13 Sep 2013

NZ Minister defends easing of sanctions on Fiji

5:09 pm on 13 September 2013

New Zealand has announced a further easing of sanctions on Fiji in return for what it sees as progress towards elections next year.

Travel bans will remain in place for those in the Fiji military or the regime, but New Zealand's Foreign Minister, Murray McCully, says he is formalising the lifting of sporting sanctions, which have been loosely applied since 2006.

The New Zealand government will also reinstate ten postgraduate scholarships for students from Fiji.

The announcement comes despite regime opponents saying the government of Frank Bainimarama is still repressive.

But New Zealand's Foreign Minister Murray McCully says it is clear Fiji is taking the standard steps towards free and fair elections.

MURRAY McCULLY: My understanding is that many people in Fiji think that holding elections is the big-picture objective here. While there will be no doubt those who are critical of the New Zealand decision, there'll be some debate about the constitution that's been established and there'll be general debate about the way forward, we believe that the big-picture objective here of holding elections in Fiji during 2014, which is what the New Zealand government and the international community have been calling for, is something that we should support. And I believe if you look at the steps that are being taken so far and the ones that are being planned we might miss an opportunity.

SUSIE FERGUSON: When did you last speak with the Coalition on Human Rights, for example, about this, to get their take on whether this could be the right time, whether this may be a useful thing to do at this stage?

MM: Look, I don't take my advice from NGOs. I certainly weigh up the opinions that come from others.

SF: Surely you canvas opinion, though, don't you?

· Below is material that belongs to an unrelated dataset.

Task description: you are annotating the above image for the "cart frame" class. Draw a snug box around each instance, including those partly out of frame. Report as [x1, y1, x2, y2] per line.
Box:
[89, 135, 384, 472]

MM: My advice comes from the ministry of foreign affairs in New Zealand. And, as you say, we're informed by the judgements of others, but finally I put recommendations to our cabinet based on the advice from my ministry.

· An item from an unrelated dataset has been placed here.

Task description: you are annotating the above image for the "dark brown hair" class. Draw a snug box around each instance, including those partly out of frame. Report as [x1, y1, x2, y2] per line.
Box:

SF: This softening of the line on Fiji has been coming from New Zealand, also from Australia for some time now. Is this something that has been perhaps taken as a catalyst, the Australian election?

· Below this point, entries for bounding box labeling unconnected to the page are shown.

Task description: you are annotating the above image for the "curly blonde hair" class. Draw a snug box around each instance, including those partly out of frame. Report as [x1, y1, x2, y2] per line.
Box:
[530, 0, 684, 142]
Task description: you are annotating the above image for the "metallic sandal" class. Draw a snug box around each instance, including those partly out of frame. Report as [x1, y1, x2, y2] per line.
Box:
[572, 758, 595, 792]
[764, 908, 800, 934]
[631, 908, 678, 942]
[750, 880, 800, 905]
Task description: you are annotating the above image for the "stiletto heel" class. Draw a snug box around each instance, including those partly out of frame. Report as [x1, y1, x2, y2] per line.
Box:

MM: No, not at all. This is obviously a matter we've discussed with Australia, both the outgoing government and the incoming government.

SF: It's interesting timing, though, don't you think, that the opposition spokesperson who's now likely to be the actual foreign minister was making some very positive sounds about Fiji during the election campaign, and of course, the Abbott government just came in a few days ago.

MM: Well, you'd need to talk to the Australian government about their own views. All I can say to you is that we've been on this pathway for quite some time. The decision to make the announcement this week was one that was driven mostly by my own travel timetable at the moment, to be frank. And I'm comfortable that we've consulted with all of the partners that we should. And to the extent that there have been some areas which New Zealand and Australia have been out of synch, because Australia hasn't had the sporting sanctions as part of their package of measures. It brings the two countries into closer alignment.

SF: Do you feel that this significant step closer to Fiji is going to be a boost to Frank Bainimarama, that you're effectively giving him a clap on the back?

MM: No, I think, as I say, that those in Fiji who are critical of the decision New Zealand has made. And I'm not going to speculate as to how the regime sees the announcements I've made today. I'm sure there'll be a variety of views there. We've tried to make our decisions based on our assessment and the assessment of our officials as to what's going to provide the best chance of free and fair elections in Fiji in 2014.

SF: And what could reverse that? What could happen in Fiji that you would deem unacceptable that would cause you to restore sanctions and withdraw any assistance?

MM: The main body of sanctions still apply, of course, because they attach to individuals in the military and in the regime itself.

SF: Yes, but where is your line in the sand to reverse what you've announced today?

MM: We don't work with lines in the sand in foreign policy, we try and make measured and considered judgements, and that's what we've done on this occasion.

SF: But what would you deem to be unacceptable?

MM: I'm not going to speculate about hypothetical issues. What I'm saying is that we've made our judgement based on the developments we've observed in recent months, and on the work that's been done by one of our senior electoral officials who has been in Fiji as part of the needs assessment.